Consequences of Endocrine Disruptors Closes Lawrence University Environmental Lecture Series

APPLETON, WIS. — A review of the complex consequences on both humans and wildlife caused by the use of diethylstilbestrol (DES) and other endocrine disruptors — chemicals that mimic hormones — will be the focus of the final installment of Lawrence University’s environmental studies lecture series “The Fox River Through Time.”

Nancy Langston, associate professor of forest ecology and management at the University of Wisconsin-Madison, presents “TOXIC BODIES: An Environmental History of Endocrine Disruptors” Thursday, Nov. 9 at 4:45 p.m. in Science Hall, Room 102. The event is free and open to the public.

Langston will examine the conflicts over the FDA’s approval of DES, the first synthetic estrogen and the first chemical identified as an endocrine disruptor, despite research indicating it caused cancer in laboratory animals. DES was prescribed to nearly five million American women in the early 1940s as a treatment for menopause and to reduce miscarriage risks.
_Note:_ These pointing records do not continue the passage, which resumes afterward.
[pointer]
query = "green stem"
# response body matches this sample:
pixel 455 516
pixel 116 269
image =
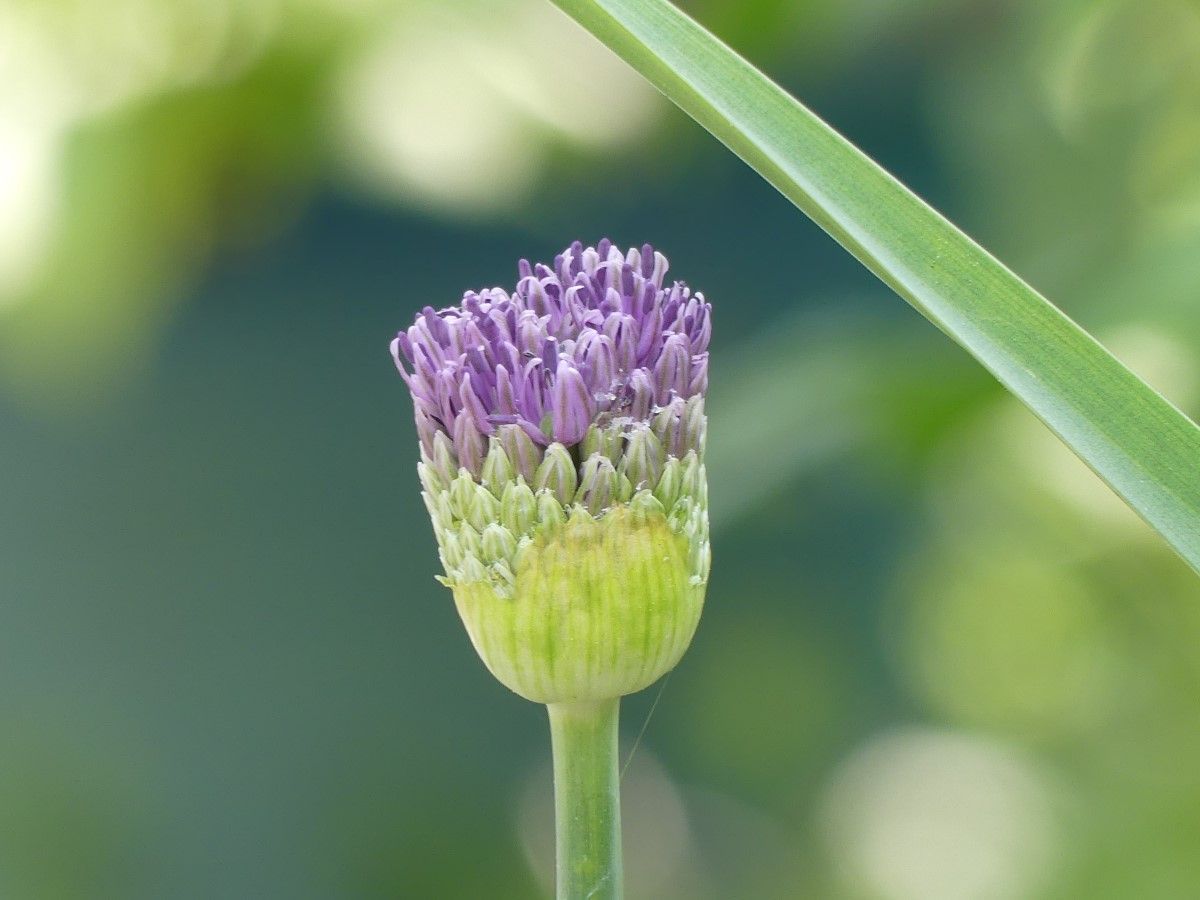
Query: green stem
pixel 587 799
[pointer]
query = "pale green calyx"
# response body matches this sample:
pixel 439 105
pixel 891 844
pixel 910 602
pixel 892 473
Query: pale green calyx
pixel 587 582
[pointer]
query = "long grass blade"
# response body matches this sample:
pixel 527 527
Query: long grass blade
pixel 1133 438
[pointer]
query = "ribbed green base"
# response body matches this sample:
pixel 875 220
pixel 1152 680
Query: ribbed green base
pixel 600 609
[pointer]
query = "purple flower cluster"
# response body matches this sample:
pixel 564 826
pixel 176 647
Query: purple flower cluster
pixel 593 340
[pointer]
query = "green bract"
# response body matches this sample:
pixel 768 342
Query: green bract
pixel 576 581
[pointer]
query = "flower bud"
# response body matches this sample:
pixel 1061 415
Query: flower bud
pixel 562 432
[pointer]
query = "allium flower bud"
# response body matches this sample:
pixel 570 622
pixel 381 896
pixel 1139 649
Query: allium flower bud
pixel 562 432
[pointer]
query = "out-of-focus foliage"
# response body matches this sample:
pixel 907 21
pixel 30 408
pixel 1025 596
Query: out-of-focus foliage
pixel 939 660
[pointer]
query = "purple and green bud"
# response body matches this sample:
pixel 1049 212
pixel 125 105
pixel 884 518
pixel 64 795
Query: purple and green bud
pixel 562 431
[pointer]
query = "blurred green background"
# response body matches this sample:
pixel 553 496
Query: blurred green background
pixel 940 661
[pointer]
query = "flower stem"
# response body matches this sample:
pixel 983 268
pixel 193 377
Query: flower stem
pixel 587 799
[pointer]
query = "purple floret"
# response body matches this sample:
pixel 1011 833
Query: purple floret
pixel 595 339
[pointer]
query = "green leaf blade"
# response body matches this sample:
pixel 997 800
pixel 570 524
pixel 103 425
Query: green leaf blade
pixel 1133 438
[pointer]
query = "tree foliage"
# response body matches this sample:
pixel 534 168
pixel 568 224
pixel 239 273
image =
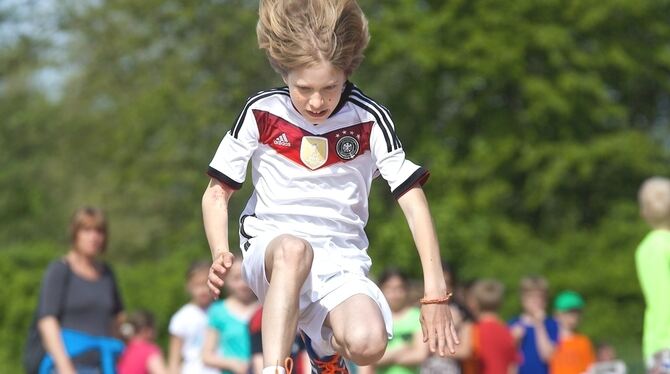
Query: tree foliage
pixel 538 121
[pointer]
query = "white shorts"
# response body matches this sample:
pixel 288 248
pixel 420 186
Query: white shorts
pixel 328 284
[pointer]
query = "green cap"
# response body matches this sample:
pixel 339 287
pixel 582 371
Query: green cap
pixel 568 300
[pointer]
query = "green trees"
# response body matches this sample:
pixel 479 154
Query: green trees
pixel 538 121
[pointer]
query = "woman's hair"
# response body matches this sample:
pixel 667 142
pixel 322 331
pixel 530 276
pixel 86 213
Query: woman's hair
pixel 300 33
pixel 88 217
pixel 654 198
pixel 392 273
pixel 136 322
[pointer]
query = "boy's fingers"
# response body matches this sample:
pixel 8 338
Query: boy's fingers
pixel 218 269
pixel 451 346
pixel 454 333
pixel 441 340
pixel 213 289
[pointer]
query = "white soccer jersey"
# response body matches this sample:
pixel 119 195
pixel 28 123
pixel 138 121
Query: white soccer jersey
pixel 313 181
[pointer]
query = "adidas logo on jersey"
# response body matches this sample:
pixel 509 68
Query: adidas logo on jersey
pixel 282 140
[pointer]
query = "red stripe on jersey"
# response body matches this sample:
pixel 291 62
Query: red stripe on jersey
pixel 286 139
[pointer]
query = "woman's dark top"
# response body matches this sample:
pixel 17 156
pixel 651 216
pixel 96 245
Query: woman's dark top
pixel 87 306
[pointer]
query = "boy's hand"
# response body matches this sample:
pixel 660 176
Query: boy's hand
pixel 438 328
pixel 217 272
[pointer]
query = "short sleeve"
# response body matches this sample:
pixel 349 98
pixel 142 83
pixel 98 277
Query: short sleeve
pixel 400 173
pixel 52 290
pixel 229 165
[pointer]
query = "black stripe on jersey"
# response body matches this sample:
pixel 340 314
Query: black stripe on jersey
pixel 223 178
pixel 389 142
pixel 419 176
pixel 383 112
pixel 235 131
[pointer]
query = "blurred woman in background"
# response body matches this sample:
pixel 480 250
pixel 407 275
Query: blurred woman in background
pixel 79 293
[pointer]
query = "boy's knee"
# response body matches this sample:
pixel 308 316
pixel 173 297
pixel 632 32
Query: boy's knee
pixel 366 345
pixel 293 253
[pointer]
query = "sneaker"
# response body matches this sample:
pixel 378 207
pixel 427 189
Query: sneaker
pixel 324 365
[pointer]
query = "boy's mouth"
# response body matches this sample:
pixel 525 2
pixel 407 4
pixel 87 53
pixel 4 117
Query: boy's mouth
pixel 317 114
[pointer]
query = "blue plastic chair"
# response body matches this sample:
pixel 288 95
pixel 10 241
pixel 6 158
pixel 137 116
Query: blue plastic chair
pixel 77 343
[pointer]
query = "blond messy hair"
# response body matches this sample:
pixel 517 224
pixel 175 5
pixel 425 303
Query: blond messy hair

DES also was used on livestock as an agent to promote rapid weight gain. According to Langston, a wide range of wildlife was subsequently exposed to the hormone’s effects through the runoff of wastes from feedlots and other sources of contamination.

Like all endocrine disruptors, Langston argues that DES connects environmental histories of the body with environmental histories of wildlife and wild places. She believes “the human body has become the site where environmental degradation occurs in its most uncertain and troubling forms,” resulting in increased rates of reproductive cancers, infertility and intersexuality.

A forest and environmental historian, Langston is the author of two books, 2003’s “Where Land and Water Meet: A Western Landscape Transformed” and 1995’s “Forest Dreams, Forest Nightmares.” Her current research focuses on a history of adaptive management of forested watersheds in northern Wisconsin and an examination of the links between ecosystem health and human health.

A member of the UW-Madison faculty since 1997, she earned a bachelor’s degree from Dartmouth College, a master’s degree from Oxford University and a Ph.D. in environmental studies from the University of Washington.

The “Fox River Through Time” environmental lecture series is sponsored by the Spoerl Lectureship in Science in Society. Established in 1999 by Milwaukee-Downer College graduate Barbara Gray Spoerl and her husband, Edward, the lectureship promotes interest and discussion on the role of science and technology in societies worldwide.